L’association des anciens de la faculté d’agronomie dont je suis issue organisait une conférence pour faire le point sur les technologies de capture et de transformation du CO2. Dans le jargon des ingénieurs chimistes, dites CCU (CO2 Capture & Utilization).
Cette conférence rassemblait plusieurs intervenant décrits dans l’invitation à la conférence.
- Patricia Luis, professeur à l’école polytechnique de l’UCLouvain
- Damien Debecker, professeur à la faculté des bioingénieurs de l’UCLouvain
- Jan Mertens, directeur scientifique de la société de production d’électricité Engie et professeur invité à l’université Ugent
- Celia Sapart de l’association européenne CO2 Value Europe, un groupe de réflexion et d’action financé par les entreprises intéressées (Think and Do Tank), en résumé, un lobby ;-)
La conférence complète peut être revisionnée ici.
Les diaporamas des exposés sont ici.
Je vous résume ici les grandes lignes de cette conférence.
1ère intervenante : La professeure Patricia Luis Alconero
La professeure Patricia Luis Alconero travaille sur la capture du CO2 depuis de nombreuses années. Elle est ingénieure chimiste en « material and process » et donne cours à l’UCLouvain en Belgique.
"Le CO2 est une molécule merveilleuse, elle nourrit les plantes MAIS elle est très oxydée. Elle est au niveau maximum de l’oxydation du carbone. Vous ne pouvez pas revenir vers quelque chose de moins oxydé sans apporter de l’énergie. C’est ça le nœud du problème !"
Avant de poursuivre
Une réaction d’oxydoréduction ou réaction redox est une réaction chimique au cours de laquelle se produit un transfert d’électrons. L’espèce chimique qui capte les électrons est appelée « oxydant » et celle qui les cède, « réducteur ».

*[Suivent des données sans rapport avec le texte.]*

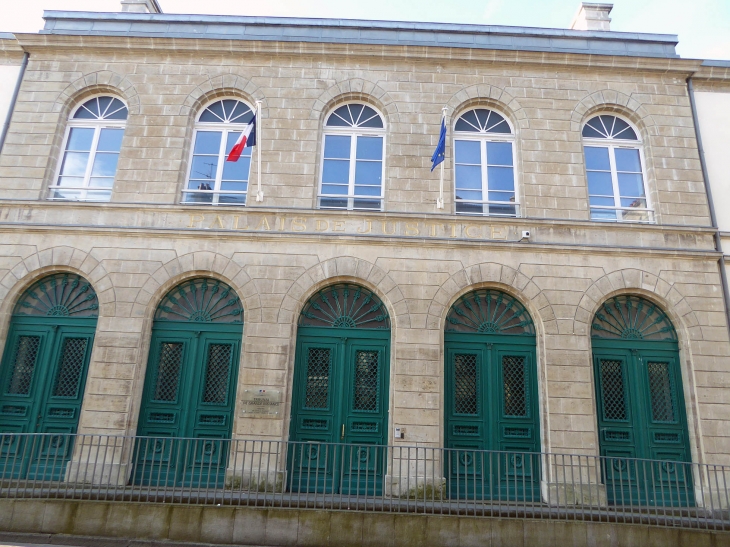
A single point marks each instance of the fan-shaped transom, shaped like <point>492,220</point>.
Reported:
<point>489,311</point>
<point>345,306</point>
<point>481,120</point>
<point>632,318</point>
<point>608,127</point>
<point>227,111</point>
<point>59,295</point>
<point>201,300</point>
<point>101,108</point>
<point>355,116</point>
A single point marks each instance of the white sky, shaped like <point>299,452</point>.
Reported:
<point>703,26</point>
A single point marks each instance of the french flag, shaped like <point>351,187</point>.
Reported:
<point>247,138</point>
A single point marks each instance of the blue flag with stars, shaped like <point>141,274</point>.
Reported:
<point>440,152</point>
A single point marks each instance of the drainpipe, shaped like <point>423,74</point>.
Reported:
<point>708,190</point>
<point>6,125</point>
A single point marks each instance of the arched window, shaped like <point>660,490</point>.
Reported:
<point>91,151</point>
<point>212,179</point>
<point>615,171</point>
<point>484,153</point>
<point>352,159</point>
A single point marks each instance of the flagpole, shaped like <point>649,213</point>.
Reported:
<point>259,125</point>
<point>440,200</point>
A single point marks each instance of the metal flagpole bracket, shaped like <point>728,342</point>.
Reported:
<point>259,191</point>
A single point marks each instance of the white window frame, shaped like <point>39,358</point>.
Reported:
<point>97,126</point>
<point>225,128</point>
<point>483,139</point>
<point>612,144</point>
<point>352,132</point>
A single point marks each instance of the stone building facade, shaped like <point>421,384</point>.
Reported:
<point>418,260</point>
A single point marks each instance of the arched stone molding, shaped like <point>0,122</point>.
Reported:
<point>503,276</point>
<point>491,97</point>
<point>223,86</point>
<point>198,264</point>
<point>355,89</point>
<point>343,268</point>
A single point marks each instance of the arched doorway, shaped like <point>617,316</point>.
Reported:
<point>640,403</point>
<point>190,385</point>
<point>339,416</point>
<point>43,374</point>
<point>491,398</point>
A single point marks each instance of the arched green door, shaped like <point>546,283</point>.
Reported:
<point>339,415</point>
<point>640,402</point>
<point>491,399</point>
<point>43,374</point>
<point>190,385</point>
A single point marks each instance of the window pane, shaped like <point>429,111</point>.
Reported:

Dans le cas de la combustion d’une molécule organique, l’oxydant est l’oxygène. La réaction se fait dans le sens :
Hydrocarbure + Oxygène —> CO2 + H2O avec dégagement de chaleur. Le carbone contenu dans l’hydrocarbure est oxydé à son maximum, la molécule a perdu tous les électrons qu’elle pouvait perdre et s’est transformée en CO2, forme la plus oxydée qu’il soit. Il n’y a plus d’énergie à en tirer.
Retour à la conférence
L’ objectif : comment réduire la quantité d’énergie nécessaire pour ramener le CO2 à une forme mois oxydée.
1ère étape : le capturer. Puis une fois qu’on a du CO2 pur, on en fait ce que l’on veut : le séquestrer, le réutiliser.

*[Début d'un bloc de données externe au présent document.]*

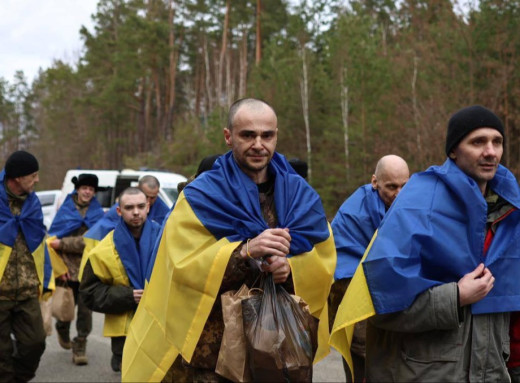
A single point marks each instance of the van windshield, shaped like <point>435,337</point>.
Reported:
<point>171,193</point>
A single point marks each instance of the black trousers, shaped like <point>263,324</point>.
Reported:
<point>24,320</point>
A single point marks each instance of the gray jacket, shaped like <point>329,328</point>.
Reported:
<point>428,343</point>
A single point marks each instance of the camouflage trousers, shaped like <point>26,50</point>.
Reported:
<point>19,358</point>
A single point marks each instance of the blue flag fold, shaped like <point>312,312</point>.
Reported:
<point>30,220</point>
<point>353,226</point>
<point>226,201</point>
<point>68,218</point>
<point>434,234</point>
<point>136,261</point>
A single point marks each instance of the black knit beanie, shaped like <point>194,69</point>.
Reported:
<point>85,179</point>
<point>20,163</point>
<point>467,120</point>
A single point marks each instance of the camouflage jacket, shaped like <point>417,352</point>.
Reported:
<point>238,272</point>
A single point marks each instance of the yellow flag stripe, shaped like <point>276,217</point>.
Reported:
<point>5,253</point>
<point>58,266</point>
<point>355,306</point>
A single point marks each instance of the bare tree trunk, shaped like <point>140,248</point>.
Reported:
<point>148,111</point>
<point>243,65</point>
<point>223,49</point>
<point>208,76</point>
<point>230,89</point>
<point>158,105</point>
<point>198,87</point>
<point>304,92</point>
<point>418,138</point>
<point>344,118</point>
<point>258,53</point>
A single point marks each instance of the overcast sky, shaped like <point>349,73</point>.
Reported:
<point>35,32</point>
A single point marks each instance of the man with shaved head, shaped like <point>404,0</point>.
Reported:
<point>440,276</point>
<point>158,209</point>
<point>353,227</point>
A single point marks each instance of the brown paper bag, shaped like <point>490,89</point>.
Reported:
<point>281,335</point>
<point>63,304</point>
<point>231,363</point>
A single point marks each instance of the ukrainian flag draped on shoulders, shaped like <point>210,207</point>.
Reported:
<point>30,223</point>
<point>119,260</point>
<point>67,220</point>
<point>158,211</point>
<point>97,232</point>
<point>353,226</point>
<point>212,216</point>
<point>434,234</point>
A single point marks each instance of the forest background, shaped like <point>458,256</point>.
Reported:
<point>350,82</point>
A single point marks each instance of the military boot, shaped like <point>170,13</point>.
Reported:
<point>63,337</point>
<point>79,349</point>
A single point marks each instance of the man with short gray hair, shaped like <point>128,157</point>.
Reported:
<point>22,274</point>
<point>441,274</point>
<point>158,209</point>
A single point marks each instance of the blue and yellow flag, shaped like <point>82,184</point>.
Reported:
<point>353,226</point>
<point>158,211</point>
<point>212,216</point>
<point>136,260</point>
<point>434,234</point>
<point>67,220</point>
<point>30,223</point>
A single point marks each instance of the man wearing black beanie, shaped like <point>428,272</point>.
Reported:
<point>78,213</point>
<point>22,276</point>
<point>442,269</point>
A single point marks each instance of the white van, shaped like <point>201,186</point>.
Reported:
<point>114,182</point>
<point>49,201</point>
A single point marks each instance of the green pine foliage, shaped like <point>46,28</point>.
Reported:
<point>154,82</point>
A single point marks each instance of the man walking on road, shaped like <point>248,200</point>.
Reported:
<point>353,226</point>
<point>250,206</point>
<point>115,272</point>
<point>158,209</point>
<point>22,275</point>
<point>441,274</point>
<point>79,212</point>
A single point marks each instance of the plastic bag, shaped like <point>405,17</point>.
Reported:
<point>281,335</point>
<point>232,363</point>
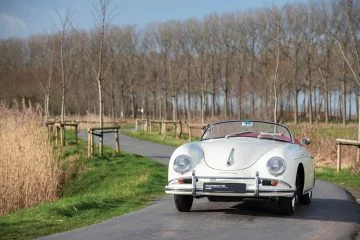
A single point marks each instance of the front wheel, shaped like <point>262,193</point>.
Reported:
<point>306,198</point>
<point>183,203</point>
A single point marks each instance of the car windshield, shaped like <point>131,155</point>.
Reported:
<point>254,129</point>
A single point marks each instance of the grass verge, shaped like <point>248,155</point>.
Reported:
<point>96,190</point>
<point>345,178</point>
<point>170,139</point>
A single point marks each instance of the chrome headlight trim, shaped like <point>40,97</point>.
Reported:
<point>276,166</point>
<point>182,163</point>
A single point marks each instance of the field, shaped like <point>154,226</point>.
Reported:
<point>29,171</point>
<point>84,191</point>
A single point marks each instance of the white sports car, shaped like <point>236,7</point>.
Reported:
<point>239,160</point>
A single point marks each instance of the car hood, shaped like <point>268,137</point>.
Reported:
<point>236,153</point>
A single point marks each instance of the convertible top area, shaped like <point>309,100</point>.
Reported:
<point>256,129</point>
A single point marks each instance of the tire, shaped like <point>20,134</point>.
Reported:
<point>288,205</point>
<point>183,203</point>
<point>306,198</point>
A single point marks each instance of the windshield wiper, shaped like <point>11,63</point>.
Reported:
<point>238,133</point>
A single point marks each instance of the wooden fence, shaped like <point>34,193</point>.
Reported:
<point>99,132</point>
<point>346,142</point>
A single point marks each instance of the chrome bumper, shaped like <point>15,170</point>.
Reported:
<point>254,187</point>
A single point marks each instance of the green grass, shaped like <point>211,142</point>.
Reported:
<point>344,178</point>
<point>170,139</point>
<point>95,190</point>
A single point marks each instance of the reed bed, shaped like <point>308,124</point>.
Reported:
<point>28,170</point>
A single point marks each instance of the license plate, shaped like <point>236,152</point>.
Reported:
<point>224,187</point>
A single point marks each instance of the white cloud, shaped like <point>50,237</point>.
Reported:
<point>12,24</point>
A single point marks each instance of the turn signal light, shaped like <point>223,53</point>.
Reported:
<point>274,183</point>
<point>181,181</point>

Pour capturer le CO2, on utilise des colonnes et un liquide absorbant : le MEA (monoéthanolamine). Ce solvant doit être produit … Comment ? A partir d’ammoniac et d’oxyde d’éthylène, eux-mêmes produits à partir de méthane et d’éthylène. Tout cela requiert de l’énergie et génère des émissions directes et indirectes de CO2...
C’est à ce moment- là que je suis contente d’avoir choisi la branche ingénieur agronome, plutôt qu’ingénieur chimiste … C’est tellement plus simple dans la nature (question de point de vue bien sûr 😉)
L’exposé continue de la même manière (des flèches et des formules chimiques) en montrant finalement qu’il n’y a pas de baguette magique pour capturer le CO2.
Cette chercheuse et professeure en chimie n’est pas dupe et ne pratique pas la langue de bois. Elle remet les pendules à l’heure de certains fans d’innovations qui pensent qu’on va pouvoir continuer de vivre comme aujourd’hui et résoudre les problèmes grâce à la technologie.
Elle conclut : "même si on réussissait à capturer le CO2 sans relarguer de CO2 ou même si on réussissait un tel procédé en émettant moins de CO2 que la quantité capturée … nous n’aurions pas encore résolu le problème actuel du changement climatique !"
Pour ne pas terminer sur une note si pessimiste, elle projette sa vision : "les avancées technologiques ne sont pas une solution suffisante. Elles doivent être accompagnées d’une transformation sociale. On doit passer du concept (déjà nouveau) d’économie circulaire à celui de société circulaire."
2ème intervenant : Le professeur Damien Debecker
La suite dans un prochain article 😉
Mais déjà un petit avant goût avec une citation de Damien Debecker pour comprendre si on est vraiment occupé à transformer un déchet en carburant :
"Ce serait comme si j’avais inventé un procédé qui transforme des boues en jus de pomme mais sans trop insister sur le fait que pour cela je dois utiliser du Petrus de 20 ans d’âge…
Donc soyons honnêtes, appelons cela de la conversion de CO2 et pas du recyclage de CO2."